In un paese come la Gran Bretagna, la parola è ancora libera. Meglio di gran lunga rivolgersi a un’introduzione che Orwell ha scritto per ‘La fattoria degli animali’. Orwell aveva terminato la sua satira sull’Unione Sovietica – che molti considerano il suo capolavoro – nel 1943, dopodiché fu prontamente respinta da quattro editori. Come per i 22 rifiuti della signora Barnes, alcuni hanno offerto delle ragioni. Avere dei maiali come classe dirigente potrebbe ‘offendere… soprattutto chi è un po’ permaloso, come indubbiamente sono i russi’. In seguito Orwell rifletté su tutto questo in quella introduzione. C’è, scrisse, una ‘censura velata’ nell’editoria. ‘In ogni dato momento c’è un’ortodossia, un corpo di idee che si presume che tutte le persone benpensanti accetteranno senza dubbio’. Un libro sul colonialismo di Nigel Biggar, professore emerito all’Università di Oxford, è stato accolto dal suo editore, Bloomsbury, come un’opera di ‘maggiore importanza’ e poi rimandato, apparentemente a tempo indeterminato. Ora è uscito sotto un altro editore.
Quando la storica Anne Applebaum ha studiato la sovietizzazione dell’Europa centrale, ha scoperto che il conformismo politico era ‘il risultato non della violenza o della coercizione statale diretta, ma piuttosto di un’intensa pressione dei pari’. L’editoria sembra particolarmente suscettibile a tale pressione. Tutto ciò non comporta nessuna legge, nessuna polizia, nemmeno minacce evidenti. Le persone educate scrivono email educate e i libri vengono seppelliti educatamente. ‘Il fatto sinistro della censura letteraria in Inghilterra’, scrisse Orwell, ‘è che è in gran parte volontaria’. Andare contro quel ‘sentimento pubblico’ minacciosamente amorfo è profondamente scomodo. Il problema con tutto questo nervosismo, questo desiderio di essere belli, è che ha risultati molto sgradevoli. In ‘Fahrenheit 451’, il romanzo di Ray Bradbury, una società ha iniziato a bruciare tutti i libri per non causare offesa. Come spiega un personaggio: ‘Non pestare i piedi a… cinesi, svedesi, italiani, tedeschi, texani, brooklynesi, irlandesi di seconda generazione…’.
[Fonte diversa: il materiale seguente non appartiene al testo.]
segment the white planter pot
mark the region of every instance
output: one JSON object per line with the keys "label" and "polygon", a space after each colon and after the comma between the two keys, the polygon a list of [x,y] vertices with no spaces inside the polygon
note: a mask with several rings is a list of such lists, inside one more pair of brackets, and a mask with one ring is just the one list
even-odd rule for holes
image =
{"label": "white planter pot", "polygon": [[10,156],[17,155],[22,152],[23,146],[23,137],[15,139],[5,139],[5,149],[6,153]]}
Questo rogo di libri non è stato ordinato dal governo. ‘Non c’era nessuna dichiarazione, nessuna censura per cominciare, no! La tecnologia… e la pressione delle minoranze hanno fatto tutto’. Ora i libri sono tutti spariti. Ora ‘grazie a loro puoi essere sempre felice’. Penguin, per inciso, offre un audiolibro di ‘Fahrenheit 451’. Forse i suoi dirigenti potrebbero essere incoraggiati ad ascoltarlo prima di tirare fuori le loro penne rosse. Meglio essere sicuri che possiamo essere tutti felici”.